Figure 3 |. Recalibration of place fields by landmarks

a, Example of positive recalibration. (top) Experimental gain, G (blue) and hippocampal gain, H (yellow) for Epochs 1–3 of a session in which the G_final was 1.769. (middle) Spikes from three putative pyramidal cells (blue, red and yellow dots) in the lab frame. (bottom) The same spikes in the landmark frame. When the landmarks were turned off (dashed line, Epoch 4), H remained close to G_final, shown by the slower drift of the place fields in the landmark frame compared to the lab frame. (During Epoch 4, the landmark frame was defined assuming the gain was G_final even though landmarks were off.). Note that the traces of H (yellow) deviate from G (blue) prior to the landmarks turning off; this is an artifact of the sliding window used in the spectrogram and does not affect the conclusions (see Methods, Visualizing H). b, Example of negative recalibration. The G_final was 0.539. c, Recalibration of place fields. The x-axis is G_final and the y-axis is H computed using the first 12 laps (i.e., the value of H at lap 6) after the landmarks were turned off. Linear fits for each animal (color) and for the whole data set (black) are shown (n = 45 sessions, Pearson’s r₄₃ = 0.94, p = 3.4 × 10⁻²¹), along with the perfect recalibration line (dashed line, black).

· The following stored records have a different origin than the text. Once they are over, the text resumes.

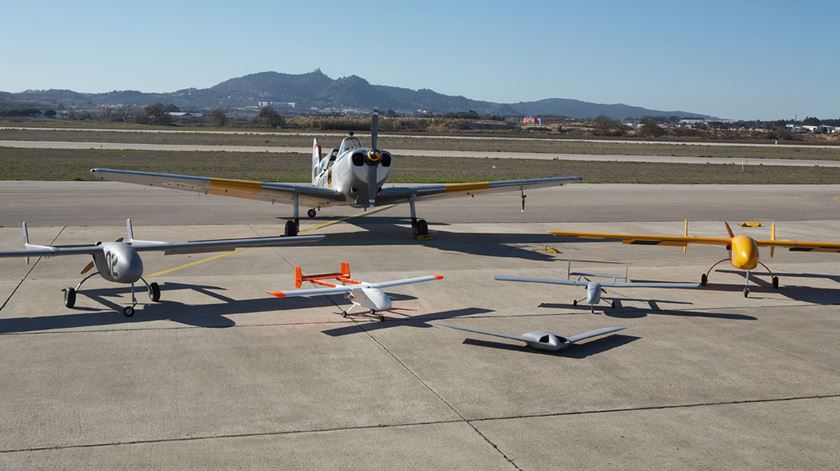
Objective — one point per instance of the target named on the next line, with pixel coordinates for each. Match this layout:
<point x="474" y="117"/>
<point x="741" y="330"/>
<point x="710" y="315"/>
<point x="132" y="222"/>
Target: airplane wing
<point x="651" y="284"/>
<point x="308" y="195"/>
<point x="402" y="194"/>
<point x="593" y="333"/>
<point x="645" y="239"/>
<point x="552" y="281"/>
<point x="312" y="292"/>
<point x="218" y="245"/>
<point x="406" y="281"/>
<point x="482" y="332"/>
<point x="801" y="246"/>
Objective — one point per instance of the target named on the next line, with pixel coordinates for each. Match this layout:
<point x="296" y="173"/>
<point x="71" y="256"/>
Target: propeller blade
<point x="374" y="130"/>
<point x="372" y="185"/>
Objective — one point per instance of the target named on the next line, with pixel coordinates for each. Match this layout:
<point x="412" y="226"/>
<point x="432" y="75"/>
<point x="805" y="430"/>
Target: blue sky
<point x="744" y="59"/>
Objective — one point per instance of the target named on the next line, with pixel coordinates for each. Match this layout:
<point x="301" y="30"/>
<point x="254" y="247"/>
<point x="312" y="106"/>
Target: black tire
<point x="69" y="297"/>
<point x="154" y="292"/>
<point x="421" y="228"/>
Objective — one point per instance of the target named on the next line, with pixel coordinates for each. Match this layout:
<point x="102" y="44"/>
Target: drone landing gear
<point x="419" y="227"/>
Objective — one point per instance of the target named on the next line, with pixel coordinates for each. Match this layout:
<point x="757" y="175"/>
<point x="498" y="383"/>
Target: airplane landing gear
<point x="69" y="297"/>
<point x="419" y="227"/>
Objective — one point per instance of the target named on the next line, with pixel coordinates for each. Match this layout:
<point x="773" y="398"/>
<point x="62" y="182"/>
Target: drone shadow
<point x="196" y="315"/>
<point x="581" y="350"/>
<point x="421" y="321"/>
<point x="626" y="312"/>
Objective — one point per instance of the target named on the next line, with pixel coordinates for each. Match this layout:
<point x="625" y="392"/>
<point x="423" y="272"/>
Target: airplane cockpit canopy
<point x="349" y="143"/>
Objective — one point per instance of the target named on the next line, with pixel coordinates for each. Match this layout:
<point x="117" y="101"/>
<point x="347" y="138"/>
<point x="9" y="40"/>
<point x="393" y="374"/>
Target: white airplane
<point x="367" y="295"/>
<point x="540" y="339"/>
<point x="595" y="288"/>
<point x="119" y="261"/>
<point x="350" y="174"/>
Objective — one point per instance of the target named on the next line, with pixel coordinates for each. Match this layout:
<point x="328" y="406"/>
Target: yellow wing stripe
<point x="646" y="239"/>
<point x="455" y="187"/>
<point x="237" y="188"/>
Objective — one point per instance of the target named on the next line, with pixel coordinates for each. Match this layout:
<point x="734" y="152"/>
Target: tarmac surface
<point x="218" y="375"/>
<point x="426" y="153"/>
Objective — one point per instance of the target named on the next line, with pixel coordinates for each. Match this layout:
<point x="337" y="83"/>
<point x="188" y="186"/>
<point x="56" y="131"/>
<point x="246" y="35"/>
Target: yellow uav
<point x="743" y="250"/>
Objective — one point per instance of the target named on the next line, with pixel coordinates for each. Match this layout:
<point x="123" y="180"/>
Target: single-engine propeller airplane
<point x="595" y="288"/>
<point x="743" y="249"/>
<point x="350" y="174"/>
<point x="367" y="295"/>
<point x="120" y="262"/>
<point x="540" y="339"/>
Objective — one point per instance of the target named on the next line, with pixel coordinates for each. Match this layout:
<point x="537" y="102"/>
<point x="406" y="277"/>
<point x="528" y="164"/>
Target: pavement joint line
<point x="228" y="254"/>
<point x="413" y="424"/>
<point x="400" y="321"/>
<point x="442" y="399"/>
<point x="28" y="272"/>
<point x="665" y="407"/>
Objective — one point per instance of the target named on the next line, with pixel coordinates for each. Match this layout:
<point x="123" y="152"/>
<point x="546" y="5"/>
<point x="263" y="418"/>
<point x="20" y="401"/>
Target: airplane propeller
<point x="374" y="157"/>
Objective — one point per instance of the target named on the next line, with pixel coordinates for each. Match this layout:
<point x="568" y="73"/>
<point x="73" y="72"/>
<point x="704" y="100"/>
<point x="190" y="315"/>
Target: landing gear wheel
<point x="69" y="297"/>
<point x="154" y="292"/>
<point x="291" y="228"/>
<point x="421" y="228"/>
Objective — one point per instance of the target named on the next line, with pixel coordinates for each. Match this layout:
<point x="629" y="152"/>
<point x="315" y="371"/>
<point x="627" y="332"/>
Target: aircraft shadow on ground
<point x="421" y="321"/>
<point x="628" y="312"/>
<point x="582" y="350"/>
<point x="197" y="315"/>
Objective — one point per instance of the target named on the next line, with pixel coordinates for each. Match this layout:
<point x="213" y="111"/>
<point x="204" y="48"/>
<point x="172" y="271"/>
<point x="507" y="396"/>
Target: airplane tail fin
<point x="316" y="158"/>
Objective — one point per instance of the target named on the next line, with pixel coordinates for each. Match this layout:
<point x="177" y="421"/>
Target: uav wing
<point x="552" y="281"/>
<point x="32" y="250"/>
<point x="402" y="194"/>
<point x="483" y="332"/>
<point x="405" y="281"/>
<point x="646" y="239"/>
<point x="593" y="333"/>
<point x="308" y="195"/>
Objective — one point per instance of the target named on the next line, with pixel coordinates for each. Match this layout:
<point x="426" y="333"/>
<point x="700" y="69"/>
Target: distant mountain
<point x="316" y="91"/>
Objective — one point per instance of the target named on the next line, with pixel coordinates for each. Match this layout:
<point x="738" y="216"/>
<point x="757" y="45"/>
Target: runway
<point x="426" y="153"/>
<point x="218" y="375"/>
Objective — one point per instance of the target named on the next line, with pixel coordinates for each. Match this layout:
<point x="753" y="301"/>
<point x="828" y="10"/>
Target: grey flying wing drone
<point x="595" y="288"/>
<point x="120" y="262"/>
<point x="540" y="339"/>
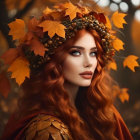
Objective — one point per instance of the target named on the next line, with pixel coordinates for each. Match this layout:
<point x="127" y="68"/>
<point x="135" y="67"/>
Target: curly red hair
<point x="91" y="118"/>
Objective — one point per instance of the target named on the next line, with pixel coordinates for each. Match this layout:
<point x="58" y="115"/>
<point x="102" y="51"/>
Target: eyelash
<point x="72" y="52"/>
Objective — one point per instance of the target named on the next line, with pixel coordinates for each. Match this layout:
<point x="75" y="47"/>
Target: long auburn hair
<point x="91" y="118"/>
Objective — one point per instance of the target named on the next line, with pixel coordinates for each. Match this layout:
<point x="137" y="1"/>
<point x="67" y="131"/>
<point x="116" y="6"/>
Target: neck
<point x="72" y="91"/>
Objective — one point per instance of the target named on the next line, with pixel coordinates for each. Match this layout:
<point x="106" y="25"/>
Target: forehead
<point x="86" y="41"/>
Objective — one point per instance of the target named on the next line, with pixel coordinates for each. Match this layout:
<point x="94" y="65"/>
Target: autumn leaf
<point x="124" y="96"/>
<point x="4" y="84"/>
<point x="17" y="29"/>
<point x="47" y="11"/>
<point x="108" y="23"/>
<point x="53" y="27"/>
<point x="71" y="10"/>
<point x="118" y="44"/>
<point x="20" y="69"/>
<point x="37" y="47"/>
<point x="131" y="62"/>
<point x="112" y="65"/>
<point x="118" y="19"/>
<point x="10" y="55"/>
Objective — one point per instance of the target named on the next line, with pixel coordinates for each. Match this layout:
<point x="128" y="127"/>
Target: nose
<point x="87" y="61"/>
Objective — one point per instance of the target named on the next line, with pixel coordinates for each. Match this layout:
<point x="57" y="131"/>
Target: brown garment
<point x="15" y="130"/>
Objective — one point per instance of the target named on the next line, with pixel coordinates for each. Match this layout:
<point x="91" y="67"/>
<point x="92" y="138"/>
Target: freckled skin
<point x="80" y="61"/>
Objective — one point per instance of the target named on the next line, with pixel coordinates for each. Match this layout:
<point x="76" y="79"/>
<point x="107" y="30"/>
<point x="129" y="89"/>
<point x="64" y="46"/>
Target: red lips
<point x="86" y="74"/>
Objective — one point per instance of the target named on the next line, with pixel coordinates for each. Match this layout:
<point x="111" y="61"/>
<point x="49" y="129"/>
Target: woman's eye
<point x="75" y="53"/>
<point x="93" y="53"/>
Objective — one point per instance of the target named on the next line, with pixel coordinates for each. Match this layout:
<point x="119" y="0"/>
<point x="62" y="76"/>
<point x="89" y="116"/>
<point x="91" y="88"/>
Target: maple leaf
<point x="108" y="23"/>
<point x="17" y="29"/>
<point x="10" y="55"/>
<point x="71" y="10"/>
<point x="37" y="47"/>
<point x="20" y="69"/>
<point x="118" y="44"/>
<point x="47" y="11"/>
<point x="4" y="84"/>
<point x="124" y="96"/>
<point x="118" y="19"/>
<point x="112" y="65"/>
<point x="53" y="27"/>
<point x="131" y="62"/>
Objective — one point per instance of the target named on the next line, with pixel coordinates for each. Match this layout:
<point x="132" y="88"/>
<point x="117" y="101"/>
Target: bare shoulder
<point x="46" y="127"/>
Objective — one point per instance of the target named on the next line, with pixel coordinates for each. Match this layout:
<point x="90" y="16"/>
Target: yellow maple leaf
<point x="124" y="96"/>
<point x="118" y="44"/>
<point x="130" y="62"/>
<point x="108" y="23"/>
<point x="20" y="69"/>
<point x="53" y="27"/>
<point x="47" y="11"/>
<point x="112" y="65"/>
<point x="71" y="10"/>
<point x="118" y="19"/>
<point x="17" y="29"/>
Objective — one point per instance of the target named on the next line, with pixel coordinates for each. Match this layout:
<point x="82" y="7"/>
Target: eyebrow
<point x="81" y="48"/>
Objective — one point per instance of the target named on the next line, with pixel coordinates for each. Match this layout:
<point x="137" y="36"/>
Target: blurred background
<point x="130" y="35"/>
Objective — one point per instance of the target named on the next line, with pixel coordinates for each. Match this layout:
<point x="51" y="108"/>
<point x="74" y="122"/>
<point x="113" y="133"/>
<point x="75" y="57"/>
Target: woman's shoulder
<point x="46" y="127"/>
<point x="122" y="132"/>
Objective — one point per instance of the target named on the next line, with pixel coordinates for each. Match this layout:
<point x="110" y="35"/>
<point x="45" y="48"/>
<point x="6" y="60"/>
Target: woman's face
<point x="81" y="61"/>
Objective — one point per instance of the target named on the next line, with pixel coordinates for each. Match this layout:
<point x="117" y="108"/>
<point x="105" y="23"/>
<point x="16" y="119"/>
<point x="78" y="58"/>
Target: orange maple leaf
<point x="4" y="84"/>
<point x="53" y="27"/>
<point x="71" y="10"/>
<point x="37" y="47"/>
<point x="131" y="62"/>
<point x="17" y="29"/>
<point x="118" y="44"/>
<point x="118" y="19"/>
<point x="10" y="55"/>
<point x="108" y="23"/>
<point x="47" y="11"/>
<point x="124" y="96"/>
<point x="20" y="69"/>
<point x="112" y="65"/>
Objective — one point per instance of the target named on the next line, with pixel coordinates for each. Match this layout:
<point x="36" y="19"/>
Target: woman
<point x="69" y="96"/>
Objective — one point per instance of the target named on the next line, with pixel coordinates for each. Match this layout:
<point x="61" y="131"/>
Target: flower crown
<point x="53" y="28"/>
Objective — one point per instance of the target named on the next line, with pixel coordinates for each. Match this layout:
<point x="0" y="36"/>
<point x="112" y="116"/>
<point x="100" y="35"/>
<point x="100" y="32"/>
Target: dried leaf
<point x="118" y="19"/>
<point x="10" y="55"/>
<point x="20" y="69"/>
<point x="112" y="65"/>
<point x="17" y="29"/>
<point x="131" y="62"/>
<point x="118" y="44"/>
<point x="108" y="23"/>
<point x="124" y="96"/>
<point x="37" y="47"/>
<point x="33" y="27"/>
<point x="47" y="11"/>
<point x="71" y="10"/>
<point x="4" y="84"/>
<point x="53" y="27"/>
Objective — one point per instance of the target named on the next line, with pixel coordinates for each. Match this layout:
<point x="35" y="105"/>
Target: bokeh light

Note that the linear fit passes close to the origin, showing that H≈1 when the landmarks were extinguished after baseline control experiments. d, Stability of recalibration. Comparison of H during laps 1–12 vs. H during laps 13–24. The linear fit is shown in black. (n = 27 sessions, Pearson’s r₂₅ = 0.96, p = 1.16 × 10⁻¹⁵) e, Complete gain dynamics for one animal. For all sessions from one rat, H is plotted as a function of laps run in the lab frame. All the sessions are aligned to the instant when the landmarks were turned off (lap 0). The recalibrated H was maintained for as many as 50 laps or more.